Couples who had sex four or more times a week weren’t any happier than those who did it weekly. Why does this figure hit the jackpot? Because it’s a realistic goal.

It allows you to find a time when both of you are feeling relaxed enough to become aroused but is often enough to stop the awful pressure couples feel when there’s been a sex drought.

The longer you go without sex, the more the pressure is on to have sex for longer next time.

But if you can’t find time for a quickie, how do you find time and energy for a two-hour marathon session that’s also got to be fantastic to make up for not having it for ages?


One in four couples over 50 don’t have any sex at all.

But far from complaining about it, the couples surveyed by Gransnet (634 users aged 51 to 58) said they felt extremely happy and satisfied in their sexless relationships with only 65 per cent rating sex as important.

There’s an important caveat here: this holds true when both partners are happy not having sex, not when just one person decides to take sex off the table.

But if you’ve both had an honest conversation and decided it’s simply not something you value any longer, sex doesn’t appear to be the ‘must have’ factor for a happy relationship that experts traditionally believed.

This can also be the case for couples under 50, who both have low or no sexual drive, and are happy not to have it.

Times readers may have read the excellent piece ‘Just good friends: can sexless marriages really survive?’ this weekend, complete with convincing first-hand testimonies from real-life couples whose relationships actually improved once they stopped having sex.

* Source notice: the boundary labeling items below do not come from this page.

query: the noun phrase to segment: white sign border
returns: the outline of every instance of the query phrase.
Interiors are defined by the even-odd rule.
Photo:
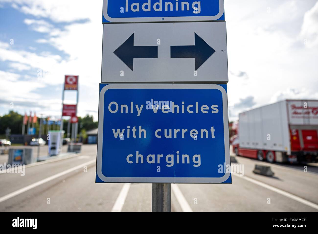
[[[217,20],[224,13],[224,0],[219,0],[220,10],[219,13],[215,16],[183,16],[165,17],[136,17],[128,18],[112,18],[108,15],[107,6],[108,0],[104,0],[103,6],[103,15],[108,22],[103,22],[103,24],[116,23],[138,23],[158,22],[188,22],[198,21],[214,21]],[[164,18],[164,21],[162,18]],[[222,21],[224,21],[222,20]]]
[[[106,84],[105,83],[101,84]],[[103,152],[103,133],[104,126],[104,100],[106,91],[110,89],[218,89],[222,93],[223,101],[224,145],[226,165],[231,165],[230,142],[228,131],[228,113],[227,94],[225,89],[219,85],[210,84],[111,84],[106,85],[100,90],[99,96],[98,116],[98,133],[96,170],[97,175],[102,181],[106,183],[220,183],[226,181],[231,173],[225,173],[221,177],[110,177],[105,176],[102,172]]]

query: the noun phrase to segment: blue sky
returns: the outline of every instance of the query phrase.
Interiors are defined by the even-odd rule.
[[[225,0],[230,120],[284,99],[318,99],[317,2]],[[101,1],[0,0],[0,115],[59,118],[68,74],[80,76],[79,115],[97,119],[102,8]]]

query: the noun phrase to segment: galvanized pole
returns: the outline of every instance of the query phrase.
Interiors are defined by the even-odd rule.
[[[171,212],[171,184],[152,184],[153,212]]]
[[[41,138],[41,131],[42,129],[42,117],[41,117],[41,118],[40,119],[40,127],[39,129],[39,140],[38,140],[38,143],[39,145],[38,147],[38,159],[37,160],[38,160],[39,159],[39,158],[40,157],[40,147],[41,146],[41,145],[40,144],[40,138]]]
[[[71,131],[71,120],[70,119],[67,121],[67,134],[66,137],[68,138],[70,138],[71,134],[70,133],[70,131]]]

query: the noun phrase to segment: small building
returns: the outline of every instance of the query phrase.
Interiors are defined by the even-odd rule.
[[[87,135],[87,144],[97,144],[97,129],[90,130],[86,132]]]

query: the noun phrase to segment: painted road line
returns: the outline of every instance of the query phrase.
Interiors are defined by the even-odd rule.
[[[45,164],[45,163],[48,163],[50,162],[56,162],[58,161],[63,160],[64,159],[71,159],[72,158],[76,157],[80,155],[80,153],[78,153],[75,154],[71,154],[71,155],[67,155],[65,156],[62,156],[61,157],[57,156],[56,156],[56,158],[52,159],[48,159],[47,160],[45,160],[45,161],[42,161],[41,162],[35,162],[34,163],[31,163],[31,164],[26,165],[25,168],[31,167],[34,167],[34,166],[38,166],[39,165],[42,165],[42,164]],[[53,157],[55,157],[55,156],[53,156]],[[10,172],[11,171],[11,169],[8,169],[7,170],[6,169],[5,170],[4,170],[3,171],[0,171],[0,174],[10,173]]]
[[[125,184],[122,187],[121,190],[119,193],[119,195],[115,202],[114,206],[112,209],[112,212],[121,212],[122,207],[124,206],[125,201],[128,194],[131,184]]]
[[[176,185],[176,184],[171,184],[171,189],[176,198],[177,200],[179,202],[181,209],[183,212],[193,212],[192,209],[190,207],[190,205],[188,203],[185,198],[183,195],[180,189]]]
[[[318,205],[312,202],[309,202],[309,201],[305,200],[301,197],[293,195],[291,194],[287,193],[287,192],[285,192],[285,191],[283,191],[282,190],[281,190],[279,188],[277,188],[275,187],[273,187],[272,186],[271,186],[270,185],[268,185],[265,184],[265,183],[263,183],[262,182],[259,181],[257,181],[256,180],[254,180],[254,179],[252,179],[252,178],[250,178],[249,177],[247,177],[245,175],[242,176],[240,176],[238,174],[236,174],[235,173],[232,173],[232,174],[239,177],[240,178],[244,179],[244,180],[249,181],[250,182],[254,183],[255,184],[257,184],[258,185],[262,186],[262,187],[265,188],[267,188],[268,189],[276,192],[277,193],[280,194],[281,195],[285,196],[287,197],[290,198],[291,199],[292,199],[293,200],[297,201],[297,202],[302,203],[303,204],[306,205],[308,206],[310,206],[311,207],[312,207],[312,208],[318,210]]]
[[[35,183],[33,183],[31,184],[30,184],[30,185],[28,185],[28,186],[24,187],[24,188],[21,188],[17,190],[16,191],[12,192],[11,193],[9,193],[9,194],[7,194],[7,195],[0,197],[0,202],[3,202],[6,200],[10,199],[10,198],[18,195],[19,194],[20,194],[23,193],[24,193],[24,192],[32,189],[33,188],[37,187],[39,185],[40,185],[41,184],[43,184],[49,181],[51,181],[56,179],[57,178],[58,178],[60,176],[61,176],[62,175],[66,175],[67,174],[68,174],[70,172],[72,172],[78,169],[82,168],[85,166],[87,166],[93,163],[95,163],[96,162],[96,160],[95,159],[89,161],[85,163],[83,163],[80,165],[79,165],[78,166],[77,166],[74,167],[73,167],[72,168],[68,169],[66,171],[64,171],[62,172],[60,172],[59,173],[58,173],[55,175],[48,177],[46,179],[45,179],[42,180],[40,180],[39,181],[38,181],[37,182],[36,182]]]

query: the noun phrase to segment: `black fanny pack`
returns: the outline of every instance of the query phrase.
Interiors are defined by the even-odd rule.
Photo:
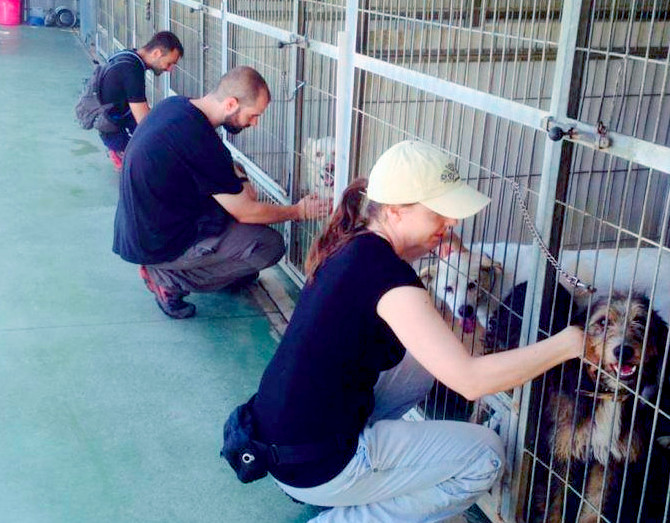
[[[298,465],[319,461],[346,445],[346,439],[341,436],[301,445],[268,445],[258,441],[250,407],[254,397],[235,408],[223,425],[221,457],[228,461],[242,483],[265,477],[269,464]]]

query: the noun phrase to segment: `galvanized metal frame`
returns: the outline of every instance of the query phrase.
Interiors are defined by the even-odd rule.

Another well-respected US study also found the biggest predictor for overall happiness for couples was the relationship connection not sex.

It’s still society’s view that couples who aren’t having sex are unhappy and clearly have problems – but that simply isn’t true.

One of the main reasons why couples stop having sex isn’t because their relationship has gone sour or they don’t fancy their partners, it’s because they’re so close, the relationship has stopped being sexual.

The closer you are, the more you describe yourself as ‘best friends’ or ‘soul mates’, the less likely you are to be turned on by your partner.

Feeling like sex is usually our motivation for having sex but if you think of your partner more as a friend, your brain subconsciously takes them out of the ‘someone who I have sex with ‘ basket and puts them into the ‘someone I cuddle with’ category.

‘Forget everything you’ve been told,’ says US sex therapist Ian Kerner, ‘Trust, familiarity, predictability, romance – are not the building blocks of desire.’

Novelty is what tricks the brain into producing the hormones it did at the start. If you’re happy with the brother/sister dynamic, fine. If you’re not, simply start by having sex once a week whether you feel like it or not.

Change location to make yourself see your partner in a different light. Feed your fantasies. Be naughty; think edgy.

Imagine someone else fancying them: a little bit of jealousy might feel uncomfortable but it does wonders for suddenly making you see your partner through someone else’s admiring eyes.


No-one can really look in on your relationship and come up with the ideal amount of sex for you.

Individual circumstances make a mockery or any statistic, no matter how reputable the study or convincing the argument.

If you’ve got three kids under four and under foot, the right amount of sex for two frazzled, exhausted parents is probably none for months at a stretch.

If you’re both 21 and three months into a relationship, once a day is a low sex day.

Your fitness levels, the state of your relationship, your natural resting libidos (the amount you’re motivated to have sex), medication, stress levels, commitments to ageing mothers, traumatised friends, career pressure, depression, menopause, erection difficulties, feeling unwell, too drunk, too angry, too tired – we’re human beings, not machines and all these factors affect desire.

The only question you really need to answer is this: are you both happy with the amount of sex you’re having? If the answer is yes, you’re doing just fine.